Three months after the first Marketplace open enrollment period closed, 13.9 percent of adults still remain uninsured as of June 2014. This brief assesses the demographic and socioeconomic characteristics of the remaining uninsured, their access to employer-sponsored insurance (ESI), their awareness of key ACA provisions, and the reasons they say they remain uninsured. This early look at the characteristics of the remaining uninsured provides valuable information for ongoing Medicaid outreach and enrollment efforts, as well as preparations for the next open enrollment period in the Marketplaces.

What Worked and What's Next? Strategies in Four States Leading ACA Enrollment Efforts

Kaiser Family Foundation

States have taken different approaches to implementing the Affordable Care Act (ACA) and have had varied enrollment experiences to date. This brief highlights the experiences of four states—Colorado, Connecticut, Kentucky, and Washington—that established a State-based Marketplace (SBM), implemented the ACA’s Medicaid expansion, and achieved success enrolling eligible individuals into coverage. Based on interviews with key stakeholders in each state, it identifies effective strategies that contributed to enrollment and current priorities looking forward.

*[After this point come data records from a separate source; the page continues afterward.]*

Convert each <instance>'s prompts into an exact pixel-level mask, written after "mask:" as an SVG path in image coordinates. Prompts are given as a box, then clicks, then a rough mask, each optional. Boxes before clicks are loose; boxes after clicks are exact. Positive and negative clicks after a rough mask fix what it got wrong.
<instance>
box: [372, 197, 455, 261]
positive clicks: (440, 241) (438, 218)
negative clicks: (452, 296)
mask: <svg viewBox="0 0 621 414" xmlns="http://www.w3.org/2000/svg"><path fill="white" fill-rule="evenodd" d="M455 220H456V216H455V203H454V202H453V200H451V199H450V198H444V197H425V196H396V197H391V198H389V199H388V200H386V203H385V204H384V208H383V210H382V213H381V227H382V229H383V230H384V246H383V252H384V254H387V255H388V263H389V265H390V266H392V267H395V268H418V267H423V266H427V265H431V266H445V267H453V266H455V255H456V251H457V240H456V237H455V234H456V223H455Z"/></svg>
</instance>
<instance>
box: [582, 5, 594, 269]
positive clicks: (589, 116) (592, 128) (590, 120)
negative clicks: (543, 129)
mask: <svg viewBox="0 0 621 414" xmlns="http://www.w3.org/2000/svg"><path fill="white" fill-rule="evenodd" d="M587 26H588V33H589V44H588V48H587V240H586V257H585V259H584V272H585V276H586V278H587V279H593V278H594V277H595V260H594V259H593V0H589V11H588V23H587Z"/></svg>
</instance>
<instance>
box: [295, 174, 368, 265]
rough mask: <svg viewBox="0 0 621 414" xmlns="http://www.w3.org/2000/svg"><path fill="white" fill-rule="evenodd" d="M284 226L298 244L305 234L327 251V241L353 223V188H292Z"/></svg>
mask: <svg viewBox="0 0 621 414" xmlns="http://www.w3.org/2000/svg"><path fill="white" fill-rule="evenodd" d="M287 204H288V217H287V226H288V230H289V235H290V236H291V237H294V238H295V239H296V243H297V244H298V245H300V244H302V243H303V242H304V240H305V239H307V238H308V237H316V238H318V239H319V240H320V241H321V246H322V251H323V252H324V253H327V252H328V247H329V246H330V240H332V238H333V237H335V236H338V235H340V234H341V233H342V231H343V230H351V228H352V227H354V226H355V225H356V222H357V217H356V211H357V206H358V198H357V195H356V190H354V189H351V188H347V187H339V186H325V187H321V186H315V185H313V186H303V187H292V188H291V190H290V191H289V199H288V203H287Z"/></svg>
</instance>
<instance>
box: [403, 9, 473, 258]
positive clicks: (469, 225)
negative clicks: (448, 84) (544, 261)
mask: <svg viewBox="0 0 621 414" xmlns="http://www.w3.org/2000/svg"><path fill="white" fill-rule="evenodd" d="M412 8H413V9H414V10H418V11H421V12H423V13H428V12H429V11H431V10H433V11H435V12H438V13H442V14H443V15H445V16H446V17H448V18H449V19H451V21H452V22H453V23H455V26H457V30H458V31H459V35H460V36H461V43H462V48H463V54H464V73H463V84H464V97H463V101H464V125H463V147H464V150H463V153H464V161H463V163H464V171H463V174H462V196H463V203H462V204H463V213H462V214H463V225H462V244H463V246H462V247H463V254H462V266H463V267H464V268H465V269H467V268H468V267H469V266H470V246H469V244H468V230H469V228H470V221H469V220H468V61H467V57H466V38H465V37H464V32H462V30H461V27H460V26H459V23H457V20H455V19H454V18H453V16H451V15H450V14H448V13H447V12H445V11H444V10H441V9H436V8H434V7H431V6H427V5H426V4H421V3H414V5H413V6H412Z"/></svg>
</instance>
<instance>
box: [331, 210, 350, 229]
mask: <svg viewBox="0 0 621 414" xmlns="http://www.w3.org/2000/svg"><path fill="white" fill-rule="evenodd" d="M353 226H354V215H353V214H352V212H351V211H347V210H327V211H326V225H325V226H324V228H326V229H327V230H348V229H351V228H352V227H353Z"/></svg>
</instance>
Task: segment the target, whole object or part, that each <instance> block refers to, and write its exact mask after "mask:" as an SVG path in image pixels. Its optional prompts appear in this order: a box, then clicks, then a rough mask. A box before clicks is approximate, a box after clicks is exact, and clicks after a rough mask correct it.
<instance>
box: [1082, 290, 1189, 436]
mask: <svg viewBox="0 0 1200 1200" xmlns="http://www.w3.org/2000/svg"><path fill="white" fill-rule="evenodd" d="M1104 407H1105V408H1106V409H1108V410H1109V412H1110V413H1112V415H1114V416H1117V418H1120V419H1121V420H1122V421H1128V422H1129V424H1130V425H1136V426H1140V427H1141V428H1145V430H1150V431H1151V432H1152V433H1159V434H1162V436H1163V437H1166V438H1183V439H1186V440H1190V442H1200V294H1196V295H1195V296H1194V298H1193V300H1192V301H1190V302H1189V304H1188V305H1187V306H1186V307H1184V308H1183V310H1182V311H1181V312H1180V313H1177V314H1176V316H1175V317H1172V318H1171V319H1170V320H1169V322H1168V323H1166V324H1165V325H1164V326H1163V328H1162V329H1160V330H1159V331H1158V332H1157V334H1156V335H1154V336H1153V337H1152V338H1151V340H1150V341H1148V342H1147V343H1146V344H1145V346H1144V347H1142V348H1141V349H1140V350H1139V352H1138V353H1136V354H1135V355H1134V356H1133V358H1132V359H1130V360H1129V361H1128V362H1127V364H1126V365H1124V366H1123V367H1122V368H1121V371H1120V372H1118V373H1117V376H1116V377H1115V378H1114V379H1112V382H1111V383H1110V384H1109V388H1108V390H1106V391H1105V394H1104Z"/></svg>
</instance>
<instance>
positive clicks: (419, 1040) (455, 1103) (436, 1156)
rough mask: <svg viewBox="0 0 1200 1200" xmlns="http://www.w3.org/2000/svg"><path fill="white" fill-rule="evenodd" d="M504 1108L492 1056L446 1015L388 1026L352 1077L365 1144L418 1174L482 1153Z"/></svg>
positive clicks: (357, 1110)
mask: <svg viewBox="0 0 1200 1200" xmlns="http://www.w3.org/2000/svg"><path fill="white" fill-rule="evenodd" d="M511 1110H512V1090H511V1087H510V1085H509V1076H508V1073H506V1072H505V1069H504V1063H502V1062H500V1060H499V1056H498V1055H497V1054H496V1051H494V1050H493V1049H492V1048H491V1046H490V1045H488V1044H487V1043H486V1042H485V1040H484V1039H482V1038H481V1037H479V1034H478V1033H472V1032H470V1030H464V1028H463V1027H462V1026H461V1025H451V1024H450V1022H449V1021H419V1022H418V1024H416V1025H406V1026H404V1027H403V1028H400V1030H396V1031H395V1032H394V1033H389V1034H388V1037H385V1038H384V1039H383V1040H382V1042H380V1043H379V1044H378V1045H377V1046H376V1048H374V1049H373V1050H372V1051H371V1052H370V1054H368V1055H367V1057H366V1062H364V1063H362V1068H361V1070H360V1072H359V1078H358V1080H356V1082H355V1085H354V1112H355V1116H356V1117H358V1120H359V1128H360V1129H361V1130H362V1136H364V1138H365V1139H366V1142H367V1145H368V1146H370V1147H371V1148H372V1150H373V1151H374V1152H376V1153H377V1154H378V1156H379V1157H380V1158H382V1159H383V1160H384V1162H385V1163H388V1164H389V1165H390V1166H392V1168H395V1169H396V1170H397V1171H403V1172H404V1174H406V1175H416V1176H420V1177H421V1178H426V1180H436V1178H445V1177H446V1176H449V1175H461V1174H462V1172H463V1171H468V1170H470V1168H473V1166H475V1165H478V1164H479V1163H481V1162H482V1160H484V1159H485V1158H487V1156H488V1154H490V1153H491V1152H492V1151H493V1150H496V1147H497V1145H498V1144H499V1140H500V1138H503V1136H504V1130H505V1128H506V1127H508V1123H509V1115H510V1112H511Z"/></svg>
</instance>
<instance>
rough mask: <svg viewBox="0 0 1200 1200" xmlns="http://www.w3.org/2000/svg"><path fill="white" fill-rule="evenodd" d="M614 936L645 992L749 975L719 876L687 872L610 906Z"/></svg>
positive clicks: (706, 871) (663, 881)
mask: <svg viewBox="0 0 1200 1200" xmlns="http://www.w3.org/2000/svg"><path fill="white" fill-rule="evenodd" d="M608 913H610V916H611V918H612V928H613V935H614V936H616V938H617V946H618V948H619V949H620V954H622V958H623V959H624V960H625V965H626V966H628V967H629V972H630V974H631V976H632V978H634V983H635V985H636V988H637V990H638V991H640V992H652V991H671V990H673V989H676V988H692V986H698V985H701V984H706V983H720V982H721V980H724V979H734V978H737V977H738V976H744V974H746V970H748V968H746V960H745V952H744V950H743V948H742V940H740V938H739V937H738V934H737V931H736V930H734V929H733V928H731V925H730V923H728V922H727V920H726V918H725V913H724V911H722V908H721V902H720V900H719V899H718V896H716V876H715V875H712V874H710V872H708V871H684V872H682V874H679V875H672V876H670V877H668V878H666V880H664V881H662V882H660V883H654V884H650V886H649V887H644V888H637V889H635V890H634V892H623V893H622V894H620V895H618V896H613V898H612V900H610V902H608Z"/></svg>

Free Webinar: Measuring Health Insurance Coverage: Improvements and New Opportunities in the Current Population Survey

Changes in Health Care Financing and Organization

The Current Population Survey (CPS), a rich resource for health services researchers, has recently been updated to include a redesign of the health insurance questions to provide more precise measures of coverage. This free webinar, on September 17, will an overview of the CPS, its relevance for studying health insurance coverage, how researchers can access its data, and its implications for applied policy research.

Delivery System Redesign

Caring for High-Need, High-Cost Patients: What Makes for a Successful Care Management Program?

The Commonwealth Fund

Provider groups taking on risk for the overall costs of care in accountable care organizations are developing care management programs to improve care and thereby control costs. Many such programs target “high-need, high-cost” patients – those with multiple or complex conditions, often combined with behavioral health problems or socioeconomic challenges. This study compares the operational approaches of 18 successful complex care management programs in order to offer guidance to providers, payers, and policymakers on best practices for complex care management.